Chris Taylor talks about the overlooked ‘investing by contract’ benefits of structured products
When it comes to structured products, the most obvious risk is well-known to be the 'counterparty risk', i.e. the risk that the bank behind a product can go bust and cause loss of capital. But rather than add more column inches to stating that advisers and investors should always ensure that they are cognisant of this risk, I'd like to flip the point on its head and talk about an overlooked point, which is 'the contract benefit' – as opposed to the risk – of the counterparty banks behind structured products!
The basic risk of structured products is that the counterparty banks must stay in business – but their major benefit is that they equate to 'investing by contract' and the contracts can remove or reduce some key risks that many investors naturally want to avoid… but have often been 'educated' to think that they can't.
Most specifically, structured products can remove or reduce 'market downside risk', i.e. the risk of markets going down and investors losing capital.
In addition they can also remove or reduce 'market upside risk', i.e. the risk that markets don't go up and generate the returns investors need.
But perhaps more interestingly, structured products can remove 'active fund management process risk', i.e. the risk that active fund management doesn't deliver the performance, or the risk control, that it marketed itself as being capable of providing (noting that the marketing of actively managed funds is actually based on nothing more than aims and objectives, or hopes, not legally binding contracts!).
The fact is that the counterparty banks behind structured products take on risks that exist in other types of investments, such as mutual funds, and turn them on their heads… by legally and contractually defining both risk and return. And the contracts mean that the process risk falls on the counterparties, not investors.
And that is the eureka point… that structured products equate to 'investing by contract'.
Investors in structured products basically delegate the process risk of investing to a major investment bank, the counterparty, which becomes legally obligated to deliver the terms of the contract at maturity, regardless of their process, unless they are bust.
This is a major benefit of structured products, but it is being overlooked by some advisers and investors, because they're only focusing on the obvious risks, not the less obvious benefits.
Yes, the process behind a structured product may involve some 'clever stuff', in order for the counterparty bank to 'hedge' their legal obligation to deliver the terms of the products they issue, at maturity.
But investors in structured products are not investing into the counterparty's process – unlike active fund management, where if a fund manager's process fails it's the investor who carries the risk and suffers.
Investors in structured products are investing in contracts! And the contracts are usually issued by some of the world's strongest financial institutions, who take the process risk of investing away from the investor and carry and own the risk themselves.

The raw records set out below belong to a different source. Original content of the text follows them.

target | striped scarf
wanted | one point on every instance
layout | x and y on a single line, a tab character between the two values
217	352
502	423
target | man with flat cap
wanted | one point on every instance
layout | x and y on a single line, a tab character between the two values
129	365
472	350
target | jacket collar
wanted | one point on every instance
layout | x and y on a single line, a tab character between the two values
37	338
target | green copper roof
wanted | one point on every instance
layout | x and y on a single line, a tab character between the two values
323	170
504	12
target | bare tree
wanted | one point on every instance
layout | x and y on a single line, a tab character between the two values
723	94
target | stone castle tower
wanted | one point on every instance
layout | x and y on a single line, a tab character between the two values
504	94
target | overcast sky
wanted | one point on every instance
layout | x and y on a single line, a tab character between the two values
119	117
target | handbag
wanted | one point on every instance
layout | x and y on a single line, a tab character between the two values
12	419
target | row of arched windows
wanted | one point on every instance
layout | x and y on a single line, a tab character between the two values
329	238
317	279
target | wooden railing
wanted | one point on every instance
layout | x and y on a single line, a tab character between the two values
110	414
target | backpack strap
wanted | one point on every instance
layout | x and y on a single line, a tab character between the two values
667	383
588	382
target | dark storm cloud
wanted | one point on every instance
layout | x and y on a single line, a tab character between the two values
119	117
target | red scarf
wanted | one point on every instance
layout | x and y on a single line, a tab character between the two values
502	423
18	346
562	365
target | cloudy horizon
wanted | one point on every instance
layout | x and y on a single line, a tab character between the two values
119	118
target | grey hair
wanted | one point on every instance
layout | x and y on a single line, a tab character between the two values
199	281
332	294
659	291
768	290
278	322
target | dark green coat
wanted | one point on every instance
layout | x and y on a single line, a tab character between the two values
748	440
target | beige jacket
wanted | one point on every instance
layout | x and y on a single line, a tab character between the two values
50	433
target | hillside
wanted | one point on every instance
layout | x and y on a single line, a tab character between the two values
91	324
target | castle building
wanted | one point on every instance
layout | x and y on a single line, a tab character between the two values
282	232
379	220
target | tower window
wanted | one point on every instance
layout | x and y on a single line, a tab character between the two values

Investors in structured products therefore have very different considerations to investors in active funds.
"The fact is that the counterparty banks behind structured product take on risks that exist in other types of investments, such as mutual funds, and turn them on their heads… by contractually defining both market risk and return. And the contracts mean that the process risk falls on the counterparties, not investors."
The key consideration is the strength of the bank behind the product and whether they will still be in business at maturity – and, of course, the world's biggest banks like to stay in business, and governments, central banks, regulators, shareholders, deposit holders, employees, etc. also like them to!
There is no such thing as a perfect investment. As with any investment, there are risks that need to be understood with structured products. However, many investors may find it easier to consider whether a major global bank is likely to stay in business, than what may or may not happen to the stock market. And many investor portfolios may benefit from the contract benefits of structured products, particularly in a challenging market environment.
A good approach to portfolio construction is to diversify across various types of investments, as well as considering asset class and geography.In other words to align: the best of active funds; the best of passive funds (pretty much everybody seems to like passive and smart beta these days!); AND the best of structured products… especially because there are some things that active and passive funds can't do, that structured products do… and do by contract.
Matured structured products performance facts:
StructuredProductReview reviewed all structured products which matured over 10 years between January 2009 – December 2018:
- 3670 structured products matured.
- 3613 (98.45%) generated positive returns or repaid capital.
- The average return of all maturing products was 6.23% p.a.
- The average return of all maturing capital-at-risk products was 7.9% p.a.
- The average return of all maturing capital-at-risk kick-out products was 8.55% p.a.
- Only 57 (1.55%) maturing structured products created a loss for investors
- Only 5 of these loss-producing products were single index, linked to the FTSE 100
- The average duration of all maturing structured products was 3.78 years
These past performance facts clearly evidence the potential virtues, merits and efficacy of investors including structured products in diversified and balanced portfolios.
Particularly in a challenging market environment, it may be hard to identify investment funds or products more likely to deliver strong positive returns than 'best of breed' structured products, especially those which are designed to generate positive returns without requiring the stock market to rise, with a defined level of protection if the stock market falls.